Snow
- Author: Uri Shulevitz
- Illustrator: Uri Shulevitz
- Cover artist: Uri Shulevitz
- Language: English
- Genre: children's books picture books
- Publisher: Farrar, Straus and Giroux
- Publication date: 1998
- Publication place: United States
- Media type: Print
- Pages: 32
- ISBN: 9780374370923
- OCLC: 37594582

= Snow (picture book) =

1999 children's picture book by Uri Shulevitz

Snow is a children's picture book by Uri Shulevitz. It received a Caldecott Honor in 1999. It also won the Charlotte Zolotow Award in 1999.

==Description==
This book uses lively watercolor and pen-and-ink illustrations to show the transformation of the city as snow falls. The beginning pages use a dull and bleak palette.

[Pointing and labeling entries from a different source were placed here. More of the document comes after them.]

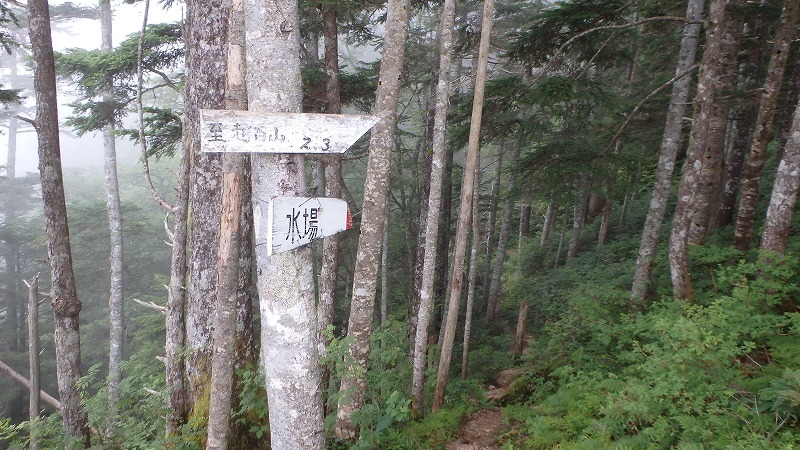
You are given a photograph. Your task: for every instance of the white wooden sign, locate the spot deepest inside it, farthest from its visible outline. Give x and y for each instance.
(251, 132)
(295, 221)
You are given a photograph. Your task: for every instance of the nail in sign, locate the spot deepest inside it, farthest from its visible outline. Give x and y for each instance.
(254, 132)
(296, 221)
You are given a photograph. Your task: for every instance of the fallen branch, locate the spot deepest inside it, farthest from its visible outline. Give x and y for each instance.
(151, 305)
(49, 399)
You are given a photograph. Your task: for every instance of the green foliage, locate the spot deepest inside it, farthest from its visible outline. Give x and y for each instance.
(718, 373)
(253, 411)
(433, 432)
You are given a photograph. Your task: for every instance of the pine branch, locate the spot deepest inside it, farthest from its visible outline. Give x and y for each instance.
(645, 100)
(140, 109)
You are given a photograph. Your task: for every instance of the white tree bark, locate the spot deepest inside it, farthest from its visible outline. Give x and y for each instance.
(670, 144)
(66, 304)
(33, 356)
(784, 193)
(289, 353)
(225, 312)
(353, 386)
(465, 213)
(471, 279)
(116, 301)
(433, 208)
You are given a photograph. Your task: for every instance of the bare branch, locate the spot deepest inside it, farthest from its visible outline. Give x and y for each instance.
(555, 58)
(645, 100)
(151, 305)
(49, 399)
(25, 119)
(169, 232)
(142, 142)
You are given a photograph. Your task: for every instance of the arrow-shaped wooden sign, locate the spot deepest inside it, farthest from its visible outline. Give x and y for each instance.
(296, 221)
(251, 132)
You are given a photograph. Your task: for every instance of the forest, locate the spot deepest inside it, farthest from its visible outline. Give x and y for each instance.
(573, 226)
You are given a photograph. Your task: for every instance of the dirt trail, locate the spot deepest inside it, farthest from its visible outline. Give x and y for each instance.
(482, 428)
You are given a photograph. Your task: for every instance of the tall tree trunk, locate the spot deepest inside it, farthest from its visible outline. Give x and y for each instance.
(424, 191)
(603, 232)
(668, 152)
(433, 207)
(66, 305)
(289, 352)
(525, 215)
(176, 302)
(230, 233)
(113, 205)
(376, 186)
(579, 214)
(519, 334)
(784, 193)
(205, 88)
(709, 189)
(471, 279)
(491, 230)
(384, 304)
(742, 122)
(465, 213)
(33, 357)
(333, 183)
(698, 142)
(751, 178)
(440, 283)
(561, 239)
(549, 220)
(493, 302)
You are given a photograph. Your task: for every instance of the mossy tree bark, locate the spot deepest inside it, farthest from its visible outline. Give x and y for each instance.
(668, 152)
(66, 305)
(353, 386)
(289, 350)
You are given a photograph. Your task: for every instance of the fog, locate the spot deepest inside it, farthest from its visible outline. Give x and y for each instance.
(86, 151)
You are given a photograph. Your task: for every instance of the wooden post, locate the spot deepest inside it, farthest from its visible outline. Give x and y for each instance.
(33, 354)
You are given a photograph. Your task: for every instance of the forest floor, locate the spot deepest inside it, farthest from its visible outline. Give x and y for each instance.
(482, 428)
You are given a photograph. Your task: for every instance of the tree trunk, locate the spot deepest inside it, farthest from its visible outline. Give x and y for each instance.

By the end of the book the previously dull city is covered in snow and looks magical and bright.

==Plot==
It is a dull and grey city until the first snowflakes start to fall. No one thinks those few flakes will amount to much except for a boy and his dog. He believes that it will snow, despite the numerous predictions from adults, the television, and the radio that it will not. As the snow begins to pile up, disgruntled adults rush home, leaving the boy and his dog to joyfully enjoy the snow.

==Themes==
The snow is a metaphor for "the faith young children possess in the face of an adult world lacking in vision and understanding."